A parlare di questo ormai famoso cippo confinario (un “termine”, in altre parole) sarà proprio Giovanni Mennella in una conferenza che terrà nella Sala Presidenziale della Società Economica di Chiavari sabato 11 giugno alle ore 17. Una occasione molto attesa perché lo studioso (cui si deve anche l’identificazione del “nomen” dei Tigullii in una iscrizione d’epoca romana rinvenuta in Marocco) proporrà per la prima volta delle considerazioni e delle ipotesi per una rilettura del territorio del Tigullio durante la romanità.

Infatti l’inattesa scoperta che, come si deduce dalla scritta CAESARIS NS (ossia “proprietà del nostro imperatore”), si riferisce ad un latifondo appartenente al fisco imperiale, solleva non pochi interrogativi, dall’economia di quest’area montana, ai rapporti con le aree circostanti, allo sfruttamento della faggeta per usi agropastorali ma anche per l’utilizzo dell’abbondante legname che se ne poteva ricavare.

Le tre lettere (P M G) incise sull’opposta faccia del cippo fanno pensare che da lì avesse inizio il compascuo, vale a dire il terreno montano di proprietà comune del “municipium” di Genova; ma non molto lontano, proprio in questa zona, il territorio di Genova confinava con quello di Libarna e con quello di Veleia, due centri importanti di cui sono giunte a noi solamente le vestigia riportate in luce da scavi archeologici. E dal rapporto con i “municipia” vicini nasce il problema della viabilità e dei collegamenti, che certamente esistevano, anche se le strade non erano le “consolari” lastricate e ben tenute che da Roma giungevano fino agli estremi confini dell’impero.

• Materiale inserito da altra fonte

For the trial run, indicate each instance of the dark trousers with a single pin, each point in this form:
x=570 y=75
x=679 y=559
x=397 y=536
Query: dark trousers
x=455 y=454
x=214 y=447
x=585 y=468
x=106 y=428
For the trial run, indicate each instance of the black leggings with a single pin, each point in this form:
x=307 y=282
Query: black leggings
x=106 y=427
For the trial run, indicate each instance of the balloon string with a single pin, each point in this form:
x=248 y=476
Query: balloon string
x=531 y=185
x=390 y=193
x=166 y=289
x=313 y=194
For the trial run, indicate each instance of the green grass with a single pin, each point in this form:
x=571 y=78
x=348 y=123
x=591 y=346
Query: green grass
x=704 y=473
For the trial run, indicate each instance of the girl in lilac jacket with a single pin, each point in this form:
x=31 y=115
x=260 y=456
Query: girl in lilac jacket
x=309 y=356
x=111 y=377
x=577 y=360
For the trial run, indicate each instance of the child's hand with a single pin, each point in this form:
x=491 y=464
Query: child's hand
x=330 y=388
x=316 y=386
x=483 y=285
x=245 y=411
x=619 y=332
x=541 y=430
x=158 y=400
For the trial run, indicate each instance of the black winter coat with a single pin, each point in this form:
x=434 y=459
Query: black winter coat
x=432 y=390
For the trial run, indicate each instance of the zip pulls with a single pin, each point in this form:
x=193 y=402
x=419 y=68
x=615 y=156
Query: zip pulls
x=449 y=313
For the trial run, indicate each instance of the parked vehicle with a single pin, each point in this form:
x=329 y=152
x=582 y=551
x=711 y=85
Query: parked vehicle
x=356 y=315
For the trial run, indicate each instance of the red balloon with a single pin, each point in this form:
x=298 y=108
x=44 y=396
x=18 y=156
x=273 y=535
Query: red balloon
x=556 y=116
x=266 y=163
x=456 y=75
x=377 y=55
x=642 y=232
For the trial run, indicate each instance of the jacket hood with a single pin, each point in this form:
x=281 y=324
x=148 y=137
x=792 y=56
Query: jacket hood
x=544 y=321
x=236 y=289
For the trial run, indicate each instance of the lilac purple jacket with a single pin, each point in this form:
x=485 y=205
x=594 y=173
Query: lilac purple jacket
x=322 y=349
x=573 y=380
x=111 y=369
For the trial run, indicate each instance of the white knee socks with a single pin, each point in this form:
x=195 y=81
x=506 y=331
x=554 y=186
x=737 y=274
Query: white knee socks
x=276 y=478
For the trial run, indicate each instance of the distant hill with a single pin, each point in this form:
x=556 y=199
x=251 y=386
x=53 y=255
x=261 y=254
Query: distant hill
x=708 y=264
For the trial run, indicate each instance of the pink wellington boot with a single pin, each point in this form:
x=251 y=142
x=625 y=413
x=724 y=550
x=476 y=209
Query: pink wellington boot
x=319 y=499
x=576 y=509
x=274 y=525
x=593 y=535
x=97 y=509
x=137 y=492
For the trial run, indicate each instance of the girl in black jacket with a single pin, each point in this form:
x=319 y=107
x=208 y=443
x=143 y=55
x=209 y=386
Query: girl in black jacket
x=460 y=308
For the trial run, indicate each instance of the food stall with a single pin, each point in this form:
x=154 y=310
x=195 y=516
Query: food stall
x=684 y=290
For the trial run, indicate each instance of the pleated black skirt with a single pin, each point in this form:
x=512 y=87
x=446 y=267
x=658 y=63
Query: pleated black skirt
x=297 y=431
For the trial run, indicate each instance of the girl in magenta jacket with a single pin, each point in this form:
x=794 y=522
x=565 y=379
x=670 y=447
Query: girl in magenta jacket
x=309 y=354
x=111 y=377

E un altro interrogativo riguarda lo sfruttamento del legname della faggeta, che poteva servire per ottenere carbone o legna da ardere e anche tronchi di una certa lunghezza per farne remi destinati ai navigli. Ma come si portavano a valle, e fino alla costa, questi tronchi così pesanti? Con che mezzi, su quali percorsi?

Sono sufficienti questi argomenti per far capire quanto possa essere interessante la conferenza del prof. Mennella, che certamente non potrà rispondere a tutti i quesiti ma che di sicuro farà comprendere quali spazi si sono aperti nello studio di un’epoca che mille e ottocento anni fa ha caratterizzato un nuovo modo di vivere per le popolazioni del Tigullio.

L’iniziativa della conferenza, d’intesa con la Soprintendenza Archeologia della Liguria cui il cippo è stato consegnato, è stata presa dalla Sezione “Tigullia” dell’Istituto di Studi Liguri di concerto con la Società Economica e in collaborazione col “Lascito Cuneo” di Calvari. Questo centro culturale della Fontanabuona ha infatti fornito al prof. Mennella informazioni riguardanti la viabilità antica e il documentato sistema (detto “fluitazione”) che consentiva di portare il legname al mare sfruttando le piene del Lavagna.